A part souffrir de la chaleur, porter un regard reconnaissant sur leur Pays, la France terre d’accueil, et être veuves, ce dont elles se sont assez facilement accommodées pour être habituées aux absences de leur militaire de mari, qu’ont donc en commun Aude-Ophélie, Peggy et Germaine pour déprimer de la sorte lorsque le Chef bienveillant leur écrit ?
Pour le savoir, un petit retour en arrière de 20 ans. Vingt ans, c’est plus que ne demande certain cancer pour se développer…
2003, l’amiante. Avec un A comme dans Armée de l’Air.
Nous sommes en 2003, état major de l’armée de l’air, quelque part du côté de la Place Balard.
Dans les bâtiments accolés F et G servent le Général de Guerlasse, le Capitaine Nolfret et l’Adjudant Talairdunc. Ils sont en charge de la planification du nouveau modèle d’armée de l’air 2075. Ce travail gratifiant, ne faisant pas dans la précipitation, en avait fait de bons vivants. Certes, ils avaient bien entendu parler d’incertains problèmes d’amiante qui menaceraient leur vie de sybarite, mais la pression était telle que la mode était de ne pas s’y attarder. D’autant que de Guerlasse, conditionnalat oblige, en défendeur assidu des intérêts du subordonné les rassurait. Selon ses dires, il n’y avait pas lieu de s’inquiéter. Dans un cas aussi précis, un Général n’est pas général, il est précis. Donc, pas de panique.
Une meilleure connaissance des dangers de l’amiante aurait cependant refroidi leur optimisme de service commandé.

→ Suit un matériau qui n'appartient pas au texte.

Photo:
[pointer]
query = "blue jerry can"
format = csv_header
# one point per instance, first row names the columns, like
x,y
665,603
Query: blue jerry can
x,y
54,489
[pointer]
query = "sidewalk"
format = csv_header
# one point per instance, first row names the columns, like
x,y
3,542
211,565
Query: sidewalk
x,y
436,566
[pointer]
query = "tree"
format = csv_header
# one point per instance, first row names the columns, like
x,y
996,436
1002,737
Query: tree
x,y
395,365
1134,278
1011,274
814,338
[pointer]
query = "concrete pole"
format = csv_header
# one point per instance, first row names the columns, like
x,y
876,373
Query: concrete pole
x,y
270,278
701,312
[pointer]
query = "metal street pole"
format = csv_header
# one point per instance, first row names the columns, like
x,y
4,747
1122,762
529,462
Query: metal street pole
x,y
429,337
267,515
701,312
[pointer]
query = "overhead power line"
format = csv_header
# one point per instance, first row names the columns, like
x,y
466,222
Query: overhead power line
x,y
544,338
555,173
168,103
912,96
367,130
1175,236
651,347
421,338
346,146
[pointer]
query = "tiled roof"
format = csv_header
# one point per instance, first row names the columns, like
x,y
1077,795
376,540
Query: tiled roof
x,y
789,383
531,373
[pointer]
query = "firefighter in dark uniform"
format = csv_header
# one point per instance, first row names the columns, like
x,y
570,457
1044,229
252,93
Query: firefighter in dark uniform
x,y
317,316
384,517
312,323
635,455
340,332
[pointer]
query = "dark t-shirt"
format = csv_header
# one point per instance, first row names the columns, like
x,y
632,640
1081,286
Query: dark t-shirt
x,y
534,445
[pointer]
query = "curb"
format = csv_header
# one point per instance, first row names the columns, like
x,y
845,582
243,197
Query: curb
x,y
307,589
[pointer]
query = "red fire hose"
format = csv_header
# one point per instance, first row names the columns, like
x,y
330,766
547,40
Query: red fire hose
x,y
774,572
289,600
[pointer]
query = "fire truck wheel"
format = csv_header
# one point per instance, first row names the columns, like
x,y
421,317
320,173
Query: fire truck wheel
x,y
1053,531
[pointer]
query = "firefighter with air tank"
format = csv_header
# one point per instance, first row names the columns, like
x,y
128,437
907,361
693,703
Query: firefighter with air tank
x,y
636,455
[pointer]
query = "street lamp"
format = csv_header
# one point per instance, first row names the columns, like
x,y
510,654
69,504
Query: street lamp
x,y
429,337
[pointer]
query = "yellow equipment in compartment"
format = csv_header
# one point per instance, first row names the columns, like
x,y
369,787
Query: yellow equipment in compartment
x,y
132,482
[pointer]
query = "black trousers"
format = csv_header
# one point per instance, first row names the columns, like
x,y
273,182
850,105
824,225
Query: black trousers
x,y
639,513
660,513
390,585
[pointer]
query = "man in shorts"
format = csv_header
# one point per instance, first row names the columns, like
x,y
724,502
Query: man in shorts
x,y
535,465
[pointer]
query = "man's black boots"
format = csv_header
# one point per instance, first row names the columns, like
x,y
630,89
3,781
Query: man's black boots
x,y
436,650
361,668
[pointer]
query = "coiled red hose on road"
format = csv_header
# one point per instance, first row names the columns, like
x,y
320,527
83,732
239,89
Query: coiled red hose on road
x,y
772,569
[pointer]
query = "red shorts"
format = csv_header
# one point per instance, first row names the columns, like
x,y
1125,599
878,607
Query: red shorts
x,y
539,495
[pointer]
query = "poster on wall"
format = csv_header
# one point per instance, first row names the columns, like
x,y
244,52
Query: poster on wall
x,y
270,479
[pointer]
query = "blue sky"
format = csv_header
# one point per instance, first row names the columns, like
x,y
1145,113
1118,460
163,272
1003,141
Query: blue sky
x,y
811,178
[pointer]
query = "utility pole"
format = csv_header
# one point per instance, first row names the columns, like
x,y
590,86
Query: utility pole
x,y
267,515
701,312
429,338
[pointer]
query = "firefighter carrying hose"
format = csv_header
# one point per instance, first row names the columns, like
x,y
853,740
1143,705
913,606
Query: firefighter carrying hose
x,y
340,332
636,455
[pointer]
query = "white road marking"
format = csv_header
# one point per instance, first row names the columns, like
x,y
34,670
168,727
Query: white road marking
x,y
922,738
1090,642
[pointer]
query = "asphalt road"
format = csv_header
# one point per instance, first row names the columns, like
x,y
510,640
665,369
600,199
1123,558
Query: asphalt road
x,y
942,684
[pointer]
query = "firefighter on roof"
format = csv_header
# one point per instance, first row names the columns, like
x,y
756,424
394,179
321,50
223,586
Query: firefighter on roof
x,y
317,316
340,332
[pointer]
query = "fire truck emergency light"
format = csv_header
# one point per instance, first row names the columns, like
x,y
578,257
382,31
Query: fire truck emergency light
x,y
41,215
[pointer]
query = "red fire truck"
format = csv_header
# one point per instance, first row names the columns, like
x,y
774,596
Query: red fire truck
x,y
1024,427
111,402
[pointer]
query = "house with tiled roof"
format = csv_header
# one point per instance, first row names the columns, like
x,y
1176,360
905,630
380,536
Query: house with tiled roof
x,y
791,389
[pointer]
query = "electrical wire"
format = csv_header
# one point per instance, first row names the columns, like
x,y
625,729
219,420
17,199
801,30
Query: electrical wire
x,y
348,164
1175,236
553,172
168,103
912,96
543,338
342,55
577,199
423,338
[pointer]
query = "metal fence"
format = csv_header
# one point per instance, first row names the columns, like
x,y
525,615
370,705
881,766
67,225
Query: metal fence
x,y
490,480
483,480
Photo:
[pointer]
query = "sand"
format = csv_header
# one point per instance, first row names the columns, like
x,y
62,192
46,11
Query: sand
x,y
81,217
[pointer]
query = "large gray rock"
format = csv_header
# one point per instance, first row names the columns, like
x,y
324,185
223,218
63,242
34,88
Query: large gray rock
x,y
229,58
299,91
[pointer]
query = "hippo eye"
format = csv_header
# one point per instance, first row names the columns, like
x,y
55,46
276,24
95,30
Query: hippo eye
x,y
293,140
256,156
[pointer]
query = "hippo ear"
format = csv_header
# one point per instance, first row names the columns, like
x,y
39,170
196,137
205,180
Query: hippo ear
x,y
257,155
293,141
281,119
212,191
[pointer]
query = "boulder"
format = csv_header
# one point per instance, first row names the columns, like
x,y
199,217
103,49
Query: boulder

Roche fibreuse connue pour ses qualités isolantes et ignifuges depuis l’époque pharaonique, dont l’armée de l’air de création plus récente avait su profiter, l’amiante entre dans de nombreuses constructions par enrobage (on dira flocage) des structures métalliques, poutrelles, poutres, poteaux, faux plafonds ainsi que dans le matériau composé amiante-ciment.
Le perçage du composé, le décollage par usure des flocages, comme leur rupture à l’occasion des travaux de modernisation et de maintenance, disséminent des millions de fibres micrométriques dont l’inhalation, une fibre peut suffire, peut provoquer des maladies pulmonaires, asbestose et mésothéliome, et des cancers du poumon. Leur période de latence est de l’ordre de quinze à quarante ans.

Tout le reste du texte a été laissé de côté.